Background: The trace element selenium (Se) is essential nutrition mineral. Selenium deficiencies
in the human and animal organism are recognized worldwide to be related to a number of
pathologies. However, at higher Se concentrations, harmful consequences occur: generation of free
radicals, DNA double-strand breaks, and apoptosis in cells. Provided that the recommended dietary
intakes are not met, Se-rich foods are to be included in the diet.

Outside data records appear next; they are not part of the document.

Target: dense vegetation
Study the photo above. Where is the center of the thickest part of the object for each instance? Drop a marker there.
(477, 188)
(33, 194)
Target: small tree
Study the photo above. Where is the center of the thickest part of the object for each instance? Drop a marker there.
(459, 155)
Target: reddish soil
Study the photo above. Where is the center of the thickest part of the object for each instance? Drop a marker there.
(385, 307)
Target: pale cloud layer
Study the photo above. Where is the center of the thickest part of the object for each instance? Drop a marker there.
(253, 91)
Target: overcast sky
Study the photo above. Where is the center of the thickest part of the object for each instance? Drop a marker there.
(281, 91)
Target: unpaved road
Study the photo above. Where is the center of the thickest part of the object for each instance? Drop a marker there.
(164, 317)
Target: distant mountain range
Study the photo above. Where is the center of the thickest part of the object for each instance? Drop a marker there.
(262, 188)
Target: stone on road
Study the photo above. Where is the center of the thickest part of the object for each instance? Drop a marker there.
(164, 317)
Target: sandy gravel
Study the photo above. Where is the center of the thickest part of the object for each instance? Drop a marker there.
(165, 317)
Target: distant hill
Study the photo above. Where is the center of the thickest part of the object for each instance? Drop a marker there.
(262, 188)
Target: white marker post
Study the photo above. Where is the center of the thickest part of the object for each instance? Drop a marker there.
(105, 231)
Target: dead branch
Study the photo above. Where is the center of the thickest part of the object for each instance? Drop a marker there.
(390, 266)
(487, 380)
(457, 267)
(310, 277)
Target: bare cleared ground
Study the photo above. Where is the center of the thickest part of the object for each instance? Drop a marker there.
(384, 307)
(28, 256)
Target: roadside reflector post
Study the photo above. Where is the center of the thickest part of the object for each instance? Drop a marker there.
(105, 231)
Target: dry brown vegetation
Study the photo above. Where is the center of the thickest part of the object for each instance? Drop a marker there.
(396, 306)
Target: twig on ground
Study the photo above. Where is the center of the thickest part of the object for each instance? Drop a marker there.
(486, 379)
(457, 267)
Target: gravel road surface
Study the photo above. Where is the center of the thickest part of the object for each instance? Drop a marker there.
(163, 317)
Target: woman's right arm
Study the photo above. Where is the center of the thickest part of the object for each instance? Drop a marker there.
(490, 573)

Limitation of Se Studies: The disparate opinions on the widely discussed chemopreventive capability
of selenium have to be addressed. Of paramount importance is a better understanding of the Se
significance to the DNA preservation and cancer. The contradictions found might be related to poor
understanding of controversial mechanisms involved in selenium biochemistry. Therefore, a rich
area of selenium explorations could be considered as two fields: Se as a dietary component and Se as
a toxic agent.
Selenized Fungi: Mushrooms and yeasts have attracted a number of researchers in food and pharmaceuticals.
Mushroom-based foods enriched with selenocompounds could be a convenient source of
Se to balance the deficiency. Therewith the safety and efficacy factors favor the organic forms of Se.
Conclusion: The consequences of selenium toxicity, bioavailability of selenium content, the importance
and possibilities for increasing selenium content of mushroom mycelia, a fate of organoselenium
xenobiotics in the basidiomycetes culture are discussed in this review.